Abivinはベトナム発のスタートアップ企業である。
サービス概要
Abivinは企業向けインテリジェト・ソフトウェアを提供する会社である。AIを用いた物流最適化ソフトウェアの開発・販売を行なっている。
主なプロダクトはビックデータ運用の「Abivin vDoc」と、AIロジティクス最適化ソリューション「Abivin vRoute」である。
Abivin vRouteは以下の動画のように、行き先や経由地を登録しておくことで、その時間の渋滞状況などを考慮した最適な流通経路を提案してくれる。
このソフトウェアで、物流コストの30%削減やエンドツーエンドの物流プロセスのデジタル化が可能になった。ベトナムが抱える物流コスト高問題に役立っている。主な顧客企業はP&G(※1),Habeco(※2)などがある。
(※1)P&Gとは
世界最大の一般消費財メーカー。日本では洗剤・家庭用品・オムツなどを
手掛ける。拠点はアメリカ合衆国オハイオ州。
(※2)Habecoとは
ビア・ハノイ。ベトナムを代表するビールブランド。
実績
Abivinは 2019年5月にサンフランシスコで開催された「スタートアップワールドカップ2019」にて、優勝を果たした。優勝賞金としてAbivinは約1億円を手にした。
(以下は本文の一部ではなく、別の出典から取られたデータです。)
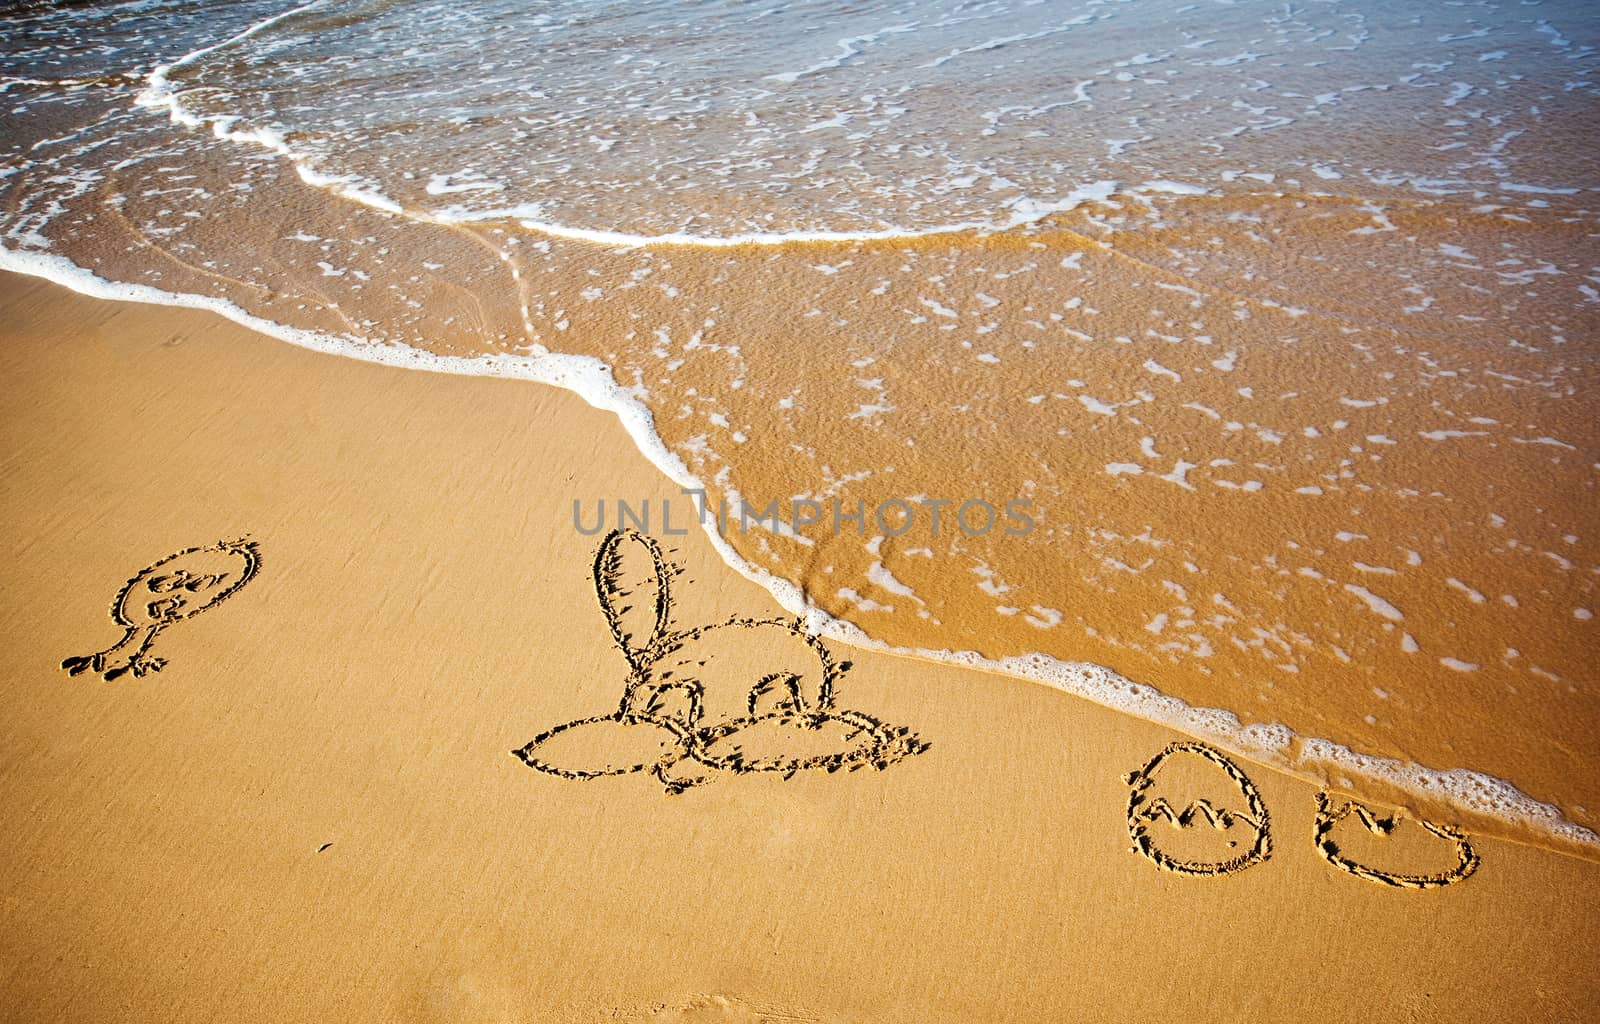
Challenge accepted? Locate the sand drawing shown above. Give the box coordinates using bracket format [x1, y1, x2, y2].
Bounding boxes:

この催しは世界35の国と地域から集まったスタートアップ企業がプレゼンし、最も優秀な技術やセンスを持った企業が表彰される
企業基本情報
起業家情報
代表:Long Pham
学歴:2008年 アビー大学(ケンブリッジ単科大学) 学士 (物理・数学)、2012年 ブリストル大学 修士 (機械学習・コンピュータ)、2011年 ケンブリッジ大学 博士 (コンピュータサイエンス)
経歴:2012-2013年 Google エンジニア、2013-2014年 ARIMO エンジニア、2015年~Abivin CEO
会社概要
企業価値:不明
事業所:シンガポール・ベトナム
従業員数:10-50名
ホームページ:https://www.abivin.com
事業沿革
- 2015 Abivinの主力プロダクトであるAbivin vDoc・Abivin vRoute で収益を得る
- 2017.4 ベトナム政府とフィンランド政府の「イノベーション・パートナーシップ・プログラム」から約1100万ドルの資金提供を受ける
- 2019.5 スタートアップワールドカップ2019にて優勝。賞金約1億円を受け取る
サービス
- Abivin vRoute (物流最適化ソフトウェア)
- 基本料金 $10.00 / month
- サポート オンライン、24時間365日対応
市場背景
Abivinが成長した背景には、ベトナムの物流コスト高問題が背景にある。2014年時点でベトナムにおける物流コストは、GDPの25%に相当していた。他の新興諸国が10~13%と比較して高い。
この問題の原因は輸送インフラの未発達であり、ここ数年の輸出入貨物の急増にも支障をきたしている。
また、世界銀行が2014年に発表した「物流パフォーマンス指標(LPI)報告書」によると、物流環境は改善されているものの、コンテナ輸送に耐える道路が少なく、鉄道設備の改善が遅れており、世界基準に達した港が少ないのが問題だと指摘した。
ベトナムの急務は輸送の効率化であり、そこを技術で提案したAbivinが今成長しているのだと思われる。
今後の展望
Abivinが優勝した「スタートアップワールドカップ2019」を運営するPengasus Teach Venturesの代表パートナー兼CEOは、Abivinに向け以下のように述べた。
「彼らはイノベーションには限界がないこと、どの国でも世界トップレベルで競争できることを証明してくれました。彼らの成功は世界中のスタートアップにとって良い例となった。」
また、優勝したAbivinのCEOは、「他の東南アジア諸国、日本への進出を視野に入れている」と話す。高い質を誇るプロダクトと顧客との良好な関係性を保つ企業精神は、様々な企業から高い評価を受けている。